NEWSLETTER: PROGRAMA DE DÉBITOS NÃO TRIBUTÁRIOS – MEDIDA PROVISÓRIA 780/2017

Objeto

O Programa de Regularização de Débitos (“PRD”) não Tributários tem por objetivo a quitação de débitos não tributários, inscritos ou não em dívida ativa, por meio de parcelamento da dívida. O PRD poderá ser requerido a todas as autarquias e fundações federais e, para os casos inscritos em dívida ativa, à Procuradoria-Geral Federal.

Prazo

Os interessados em aderir ao PRD terão 120 dias para fazer o requerimento, a contar da data da publicação da norma regulamentadora, a ser editada por cada órgão da Administração Pública e Procuradoria-Geral Federal. O prazo para edição do regulamento é de 60 dias, a contar da publicação da MP, que ocorreu em 22/maio/2017.

Modalidades de Parcelamento

Foram previstas quatro modalidades de parcelamento do débito, variando o número de prestações: 2 prestações; 60 prestações; 120 prestações e 240 prestações. Quanto mais prestações, menores os descontos de juros e multa de mora.

Causas de Exclusão do PRD

Há causas para a exclusão do PRD. Nessas hipóteses, consequentemente, haverá a exigibilidade imediata do montante não pago e, para os casos inscritos em dívida ativa e com ação de execução fiscal em tramitação, a execução automática da garantia prestada. Destacam-se abaixo as principais causas da exclusão do PRD (art. 7º da MP 780/2017):

  • Falta de pagamento de três parcelas consecutivas;
  • Falta de pagamento da última parcela;
  • Decretação de falência ou extinção, pela liquidação, da pessoa jurídica optante;

Comentários Gerais

A adesão ao PRD implica em confissão dos débitos e prévia desistência dos processos, administrativos ou judiciais, que tenham por objeto a discussão dos débitos a serem quitados.

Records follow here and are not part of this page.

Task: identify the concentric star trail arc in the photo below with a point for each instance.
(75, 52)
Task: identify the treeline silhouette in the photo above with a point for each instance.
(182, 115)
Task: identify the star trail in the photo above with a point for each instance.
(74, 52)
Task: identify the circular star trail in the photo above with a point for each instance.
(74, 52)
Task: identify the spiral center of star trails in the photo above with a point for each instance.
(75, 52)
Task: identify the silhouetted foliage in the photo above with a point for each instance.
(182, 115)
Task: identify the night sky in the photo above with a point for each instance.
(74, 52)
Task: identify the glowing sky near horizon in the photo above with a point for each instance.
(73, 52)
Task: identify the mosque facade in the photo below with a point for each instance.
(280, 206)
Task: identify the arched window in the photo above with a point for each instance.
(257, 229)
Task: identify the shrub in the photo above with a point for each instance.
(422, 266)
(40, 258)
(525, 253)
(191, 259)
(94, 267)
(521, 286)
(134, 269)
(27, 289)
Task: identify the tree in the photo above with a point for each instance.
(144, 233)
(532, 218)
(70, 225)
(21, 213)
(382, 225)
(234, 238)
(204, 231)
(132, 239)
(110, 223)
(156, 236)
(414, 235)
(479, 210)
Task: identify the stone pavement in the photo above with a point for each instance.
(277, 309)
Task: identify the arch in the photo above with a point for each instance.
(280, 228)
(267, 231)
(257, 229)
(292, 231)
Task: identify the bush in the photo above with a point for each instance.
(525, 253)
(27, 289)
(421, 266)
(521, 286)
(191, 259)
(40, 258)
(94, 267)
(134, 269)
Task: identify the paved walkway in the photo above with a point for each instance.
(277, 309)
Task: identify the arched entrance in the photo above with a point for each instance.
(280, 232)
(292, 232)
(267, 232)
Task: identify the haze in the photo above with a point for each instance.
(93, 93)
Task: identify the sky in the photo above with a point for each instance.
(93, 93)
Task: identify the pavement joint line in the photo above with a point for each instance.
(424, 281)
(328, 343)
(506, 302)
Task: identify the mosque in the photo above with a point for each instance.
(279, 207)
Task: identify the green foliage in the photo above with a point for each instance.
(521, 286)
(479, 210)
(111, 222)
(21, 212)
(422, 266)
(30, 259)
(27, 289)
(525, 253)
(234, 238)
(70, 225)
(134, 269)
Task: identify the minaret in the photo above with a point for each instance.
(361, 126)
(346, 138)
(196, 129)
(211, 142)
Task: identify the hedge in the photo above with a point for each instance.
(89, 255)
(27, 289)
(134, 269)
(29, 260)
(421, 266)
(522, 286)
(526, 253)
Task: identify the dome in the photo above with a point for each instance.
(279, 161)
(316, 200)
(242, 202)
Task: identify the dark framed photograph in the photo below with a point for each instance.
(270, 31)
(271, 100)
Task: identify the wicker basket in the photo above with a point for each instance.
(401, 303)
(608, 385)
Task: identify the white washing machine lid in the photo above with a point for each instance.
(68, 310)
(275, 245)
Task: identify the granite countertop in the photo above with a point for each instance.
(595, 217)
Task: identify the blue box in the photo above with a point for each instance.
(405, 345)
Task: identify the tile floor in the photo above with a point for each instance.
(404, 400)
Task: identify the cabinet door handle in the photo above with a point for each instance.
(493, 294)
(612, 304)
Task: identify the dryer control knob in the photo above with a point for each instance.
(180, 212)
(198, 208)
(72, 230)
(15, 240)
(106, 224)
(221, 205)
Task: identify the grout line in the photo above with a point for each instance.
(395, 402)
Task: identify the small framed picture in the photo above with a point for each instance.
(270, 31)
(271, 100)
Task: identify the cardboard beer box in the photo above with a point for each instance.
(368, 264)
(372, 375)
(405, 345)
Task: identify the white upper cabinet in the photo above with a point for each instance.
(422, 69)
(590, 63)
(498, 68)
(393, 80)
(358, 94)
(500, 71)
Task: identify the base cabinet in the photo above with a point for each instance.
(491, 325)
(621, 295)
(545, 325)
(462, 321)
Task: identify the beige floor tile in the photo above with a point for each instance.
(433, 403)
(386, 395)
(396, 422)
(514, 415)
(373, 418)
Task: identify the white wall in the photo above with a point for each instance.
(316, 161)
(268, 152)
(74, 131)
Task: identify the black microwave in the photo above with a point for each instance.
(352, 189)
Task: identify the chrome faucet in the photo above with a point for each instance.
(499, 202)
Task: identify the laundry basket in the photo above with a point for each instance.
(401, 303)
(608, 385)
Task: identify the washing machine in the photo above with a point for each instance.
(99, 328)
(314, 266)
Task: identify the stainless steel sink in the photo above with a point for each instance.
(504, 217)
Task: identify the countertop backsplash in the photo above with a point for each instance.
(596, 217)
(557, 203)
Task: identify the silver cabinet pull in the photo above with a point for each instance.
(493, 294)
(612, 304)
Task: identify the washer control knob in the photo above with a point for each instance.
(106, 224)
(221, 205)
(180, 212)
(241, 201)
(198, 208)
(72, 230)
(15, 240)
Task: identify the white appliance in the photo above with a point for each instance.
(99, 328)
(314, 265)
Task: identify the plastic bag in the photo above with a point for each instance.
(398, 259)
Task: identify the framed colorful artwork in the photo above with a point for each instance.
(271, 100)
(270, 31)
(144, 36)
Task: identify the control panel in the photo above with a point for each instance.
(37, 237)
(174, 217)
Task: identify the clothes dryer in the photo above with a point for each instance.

Para a consolidação da multa, para fins de cálculo do valor parcelado, será considerada a data do requerimento de adesão ao PRD.

O valor mínimo de cada prestação mensal será de R$ 1.000,00.

O valor de cada prestação mensal será acrescido de juros equivalente à taxa Selic, calculados a partir do mês subsequente ao da consolidação da multa, até o mês anterior ao pagamento. Para o mês em que o pagamento for efetuado, será calculado juros de 1%.